The point here is that expressing your thoughts helps to shape them. If I can take the time to listen to others, and I'm to love my neightbor AS myself, then I need to listen to myself, too. (And so do you.)

And if this is open to family, friends, and others, that feels more communally oriented - more life-affirming - than does scribbling in a notebook.

Whew! Hopefully I'll not always be so long-winded. (My family is now mocking that statement.) Whistling in the dark. It may not make the dark go away - but it's a way to let the dark know you're not intimidated by big empty space. And if someone else out in the dark hears the tune, and knows they're not alone...then a whistle is a kind of light. "In the beginning was the Word, and the Word was with God, and the Word was God....The Light shines in the darkness, and the darkness did not overpower it." John 1:1, 5

The Light be with y'all.

6 comments:

Heather and Jeff Ladine said...

Thus far our own blog has been somewhat of an "adventure/travel" blog. Although I guess our last one contained some potentially inspiring content...yours has encouraged me to seek to do this more intentionally. Glad to see you joined the world of blogging :)
Heather Ladine <><

Debbie said...

What I'd like to know is if you gave yourself a deadline, like say an hour or so, to type all this and then sat there and thought about it for 50 of those minutes and then produced this essay in say, oh, the last 10 minutes?? (I know by asking that i'm not allowing for personal growth since Intro to Religion, sorry :) Glad to see you've joined the blog world, it is nice to here your whistling tune!

Debbie said...

Sorry, I do know how to spell "hear". I was being assulted by a 3 year old with a blue lollipop!

Debbie said...

"assaulted"


i'm hopeless.

Chris Cottingham said...

Hey Heather - I'm glad you posted, as it reminds me that I need to add you guys blog to my links. Heather and Jeff, folks, are fellow members of EmergentColumbia posse (my sister thinks I can't get away with using words like posse - but I maintain that I am secretly cool).
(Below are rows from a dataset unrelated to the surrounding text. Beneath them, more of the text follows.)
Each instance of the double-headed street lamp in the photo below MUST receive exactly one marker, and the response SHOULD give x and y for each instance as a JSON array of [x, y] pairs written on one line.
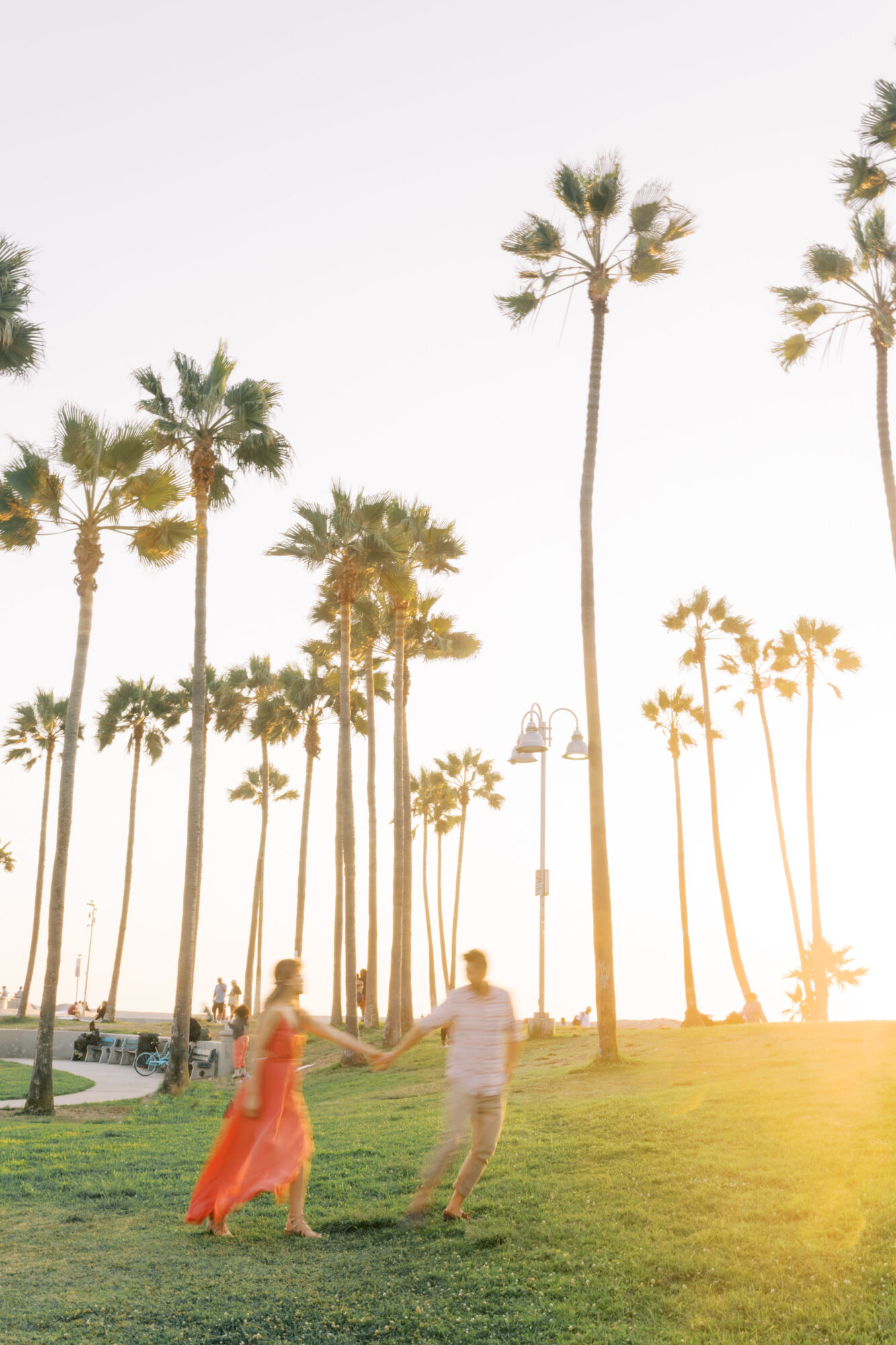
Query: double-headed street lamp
[[534, 739]]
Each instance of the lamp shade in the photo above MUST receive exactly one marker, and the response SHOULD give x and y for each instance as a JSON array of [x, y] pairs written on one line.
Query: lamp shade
[[577, 748], [532, 740]]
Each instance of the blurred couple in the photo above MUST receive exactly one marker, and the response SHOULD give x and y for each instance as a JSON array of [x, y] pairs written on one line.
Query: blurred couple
[[266, 1140]]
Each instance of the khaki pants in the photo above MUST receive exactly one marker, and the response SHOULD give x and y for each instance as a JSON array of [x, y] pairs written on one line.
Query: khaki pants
[[485, 1117]]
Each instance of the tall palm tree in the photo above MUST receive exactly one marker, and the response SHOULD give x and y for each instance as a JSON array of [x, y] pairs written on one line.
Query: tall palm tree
[[21, 341], [701, 622], [471, 778], [217, 428], [846, 291], [444, 820], [244, 693], [756, 662], [37, 728], [641, 251], [349, 541], [669, 712], [100, 479], [807, 649], [424, 789], [142, 711], [260, 786]]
By the way, all, please note that I have inspired someone else to be more intentional - which I am translating as "do more work". Again I repeat - I have
encouraged someone to work. Those who can, do; those who can't, i.e. me, teach.

Kidding aside (yes, that was a joke - reread it), knowing some folks who had a blog is actually one of the things that encouraged me to start mine. So, thanks, and thanks for stopping by.

Chris Cottingham said...

Debbie,

did I still write essays that way in Religion!??! I thought AP English mostly cured me. (With a definite relapse in seminary, but that was their fault. Really.)

This is the peril of letting people who've known you half your life hanging around. On the plus side, this "enhancing community" thing is working already - as, due to my lameness in responding to emails, this is the most we've talked in ages. Great to hear from you. Tell Rob, Jack, and Eli I said hi. Hm...I'll have to visit sometime, since the boys would have no idea who I am!